After that Momma watched me like a hawk at home and at church. But by the next spring there was little reason to, because Mrs. Winchester’s health had gotten bad. A mild stroke, Preacher Robertson called it, but it was enough to keep her from getting to church or out and about her yard.

So years passed, and I spoke not another word to Mrs. Winchester. Afternoons when the school bus went by her house I’d catch glimpses of her on the porch. I’d look out the window and see her staring toward the bus, toward me. I knew she searched through the glass for my face among all the others. And I somehow knew something else—that old and sick as she was she wouldn’t die until I’d seen her again.

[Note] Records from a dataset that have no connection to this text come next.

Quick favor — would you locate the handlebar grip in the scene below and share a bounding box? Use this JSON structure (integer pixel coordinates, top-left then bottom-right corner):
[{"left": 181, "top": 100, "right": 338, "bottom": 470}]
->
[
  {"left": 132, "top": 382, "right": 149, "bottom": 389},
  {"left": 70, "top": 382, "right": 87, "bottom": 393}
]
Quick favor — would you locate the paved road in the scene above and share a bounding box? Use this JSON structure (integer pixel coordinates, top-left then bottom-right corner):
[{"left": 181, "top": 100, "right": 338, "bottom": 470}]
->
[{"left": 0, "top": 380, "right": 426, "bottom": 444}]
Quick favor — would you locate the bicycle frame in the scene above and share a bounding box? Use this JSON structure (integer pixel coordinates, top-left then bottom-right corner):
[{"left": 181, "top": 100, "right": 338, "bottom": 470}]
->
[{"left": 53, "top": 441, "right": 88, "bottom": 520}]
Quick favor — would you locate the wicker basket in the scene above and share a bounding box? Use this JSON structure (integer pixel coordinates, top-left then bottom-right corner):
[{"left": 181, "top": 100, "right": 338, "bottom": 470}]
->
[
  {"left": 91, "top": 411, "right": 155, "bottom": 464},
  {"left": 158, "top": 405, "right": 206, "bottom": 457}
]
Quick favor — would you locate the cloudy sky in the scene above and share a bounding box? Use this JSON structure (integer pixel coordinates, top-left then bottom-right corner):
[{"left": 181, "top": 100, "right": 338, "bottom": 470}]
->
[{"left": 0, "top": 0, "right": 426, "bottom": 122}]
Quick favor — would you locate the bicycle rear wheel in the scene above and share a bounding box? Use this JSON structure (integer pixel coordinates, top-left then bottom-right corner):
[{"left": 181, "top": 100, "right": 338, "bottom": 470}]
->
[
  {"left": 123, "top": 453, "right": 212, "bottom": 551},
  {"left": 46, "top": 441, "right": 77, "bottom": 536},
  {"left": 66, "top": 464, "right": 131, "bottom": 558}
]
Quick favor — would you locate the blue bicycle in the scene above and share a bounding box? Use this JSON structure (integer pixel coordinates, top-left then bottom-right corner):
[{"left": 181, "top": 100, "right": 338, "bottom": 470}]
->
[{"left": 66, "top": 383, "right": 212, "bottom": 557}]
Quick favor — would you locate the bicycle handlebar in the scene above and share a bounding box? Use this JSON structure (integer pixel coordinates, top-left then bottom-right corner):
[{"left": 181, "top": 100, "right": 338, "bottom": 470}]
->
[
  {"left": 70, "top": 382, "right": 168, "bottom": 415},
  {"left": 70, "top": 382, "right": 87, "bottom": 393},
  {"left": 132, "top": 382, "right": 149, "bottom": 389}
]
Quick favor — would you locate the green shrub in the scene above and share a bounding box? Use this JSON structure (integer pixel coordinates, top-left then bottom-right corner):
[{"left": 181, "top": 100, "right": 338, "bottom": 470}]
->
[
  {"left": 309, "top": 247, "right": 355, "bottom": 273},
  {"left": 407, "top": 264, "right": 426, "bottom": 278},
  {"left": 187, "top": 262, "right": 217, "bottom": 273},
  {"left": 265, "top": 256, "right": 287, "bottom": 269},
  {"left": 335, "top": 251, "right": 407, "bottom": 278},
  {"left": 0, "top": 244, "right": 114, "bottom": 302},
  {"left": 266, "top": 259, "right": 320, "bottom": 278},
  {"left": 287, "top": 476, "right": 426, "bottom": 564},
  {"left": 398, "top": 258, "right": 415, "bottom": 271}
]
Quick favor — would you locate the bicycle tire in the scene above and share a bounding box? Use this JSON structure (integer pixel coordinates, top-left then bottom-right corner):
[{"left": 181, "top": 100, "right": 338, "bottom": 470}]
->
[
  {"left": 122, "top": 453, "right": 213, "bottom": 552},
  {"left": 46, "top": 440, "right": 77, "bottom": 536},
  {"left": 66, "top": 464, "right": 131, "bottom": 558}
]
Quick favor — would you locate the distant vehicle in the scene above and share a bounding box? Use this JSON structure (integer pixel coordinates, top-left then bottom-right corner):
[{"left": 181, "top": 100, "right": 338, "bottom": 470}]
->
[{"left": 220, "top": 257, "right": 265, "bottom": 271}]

So when Sheriff Alexander came that Saturday and told me what he wanted, a part of me was surprised only that Mrs. Winchester had waited this long.

When I’d first glanced up and seen him coming down the field edge toward me, it might have been Daddy but for his uniform and hat. He moved slow like Daddy, with one leg stiff and dragging behind the other.

I wished it was Daddy. Field work had always seemed easier when we’d done it together. We could talk about school or baseball or how the crops were doing, and that would help pass the time.

Sheriff Alexander was a big man. You could see that even at a distance, tall and pussel-gutted, older than Daddy too. I looked up towards the house and saw the silver patrol car parked in the driveway. This ain’t any good news coming my way, I thought.

‘Isaac, isn’t it?’ Sheriff Alexander asked.

‘Yes sir,’ I said, still on my knees.

Only when he spoke did I lay the butcher knife beside my sack. I didn’t want to stop. I’d been cutting cabbage since dawn and I was wore out. I knew once I stopped it would be hard to get myself going again.